Linear Algebra

What Is a Vector?

A vector is a short list of numbers that tells you both a direction and a size.
Imagine an arrow drawn on a piece of paper: the arrow points somewhere and has a certain length.
In math we write that arrow as a pair ([x, y]) for a flat (2‑D) picture, or as a triple ([x, y, z]) for a 3‑D picture.

• Adding Vectors – Put the tail of one arrow at the tip of another. The new arrow goes from the start of the first to the end of the second.
• Scaling A Vector – Multiply every number by the same amount. The arrow gets longer or shorter, but it still points the same way.

Vectors let us describe motion, forces, and many other things that have both size and direction.

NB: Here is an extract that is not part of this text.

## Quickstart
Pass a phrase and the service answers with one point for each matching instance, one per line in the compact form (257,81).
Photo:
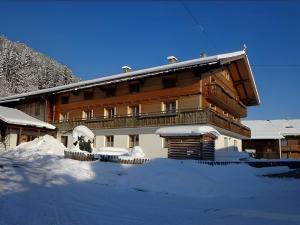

Matrices and How They Work

A matrix is a rectangular table of numbers, like a tiny spreadsheet.
Rows go left‑to‑right, columns go top‑to‑bottom.

Adding Matrices

You can add two matrices only when they have the same shape.
Just add the numbers that sit in the same row and column.

Multiplying a Matrix by a Vector

When you multiply a matrix by a vector, you change the vector’s direction and length.
The rule is: each entry of the result comes from one row of the matrix multiplied by the whole vector, then added together.

Matrix‑by‑matrix Multiplication

If you have two matrices, the entry in row i and column j of the product is the sum of the products of matching numbers from row i of the first matrix and column j of the second.
This operation lets us combine several transformations (like rotating then stretching) into one step.

Why Linear Algebra Is Useful

Linear algebra is the language for many real‑world problems.

• Solving Many Equations At Once – Systems of linear equations appear in physics, engineering, and economics.
• Modeling Networks – Traffic flow, social connections, and computer networks can be written as matrices.
• Computer Graphics – Video games and movies use matrices to move, rotate, and scale 3‑D objects on screen.
• Future Topics – The same ideas appear in machine learning, data science, and even quantum physics.

By learning vectors and matrices now, you build a toolbox that will help you understand and create technology, solve puzzles, and explore how the world works.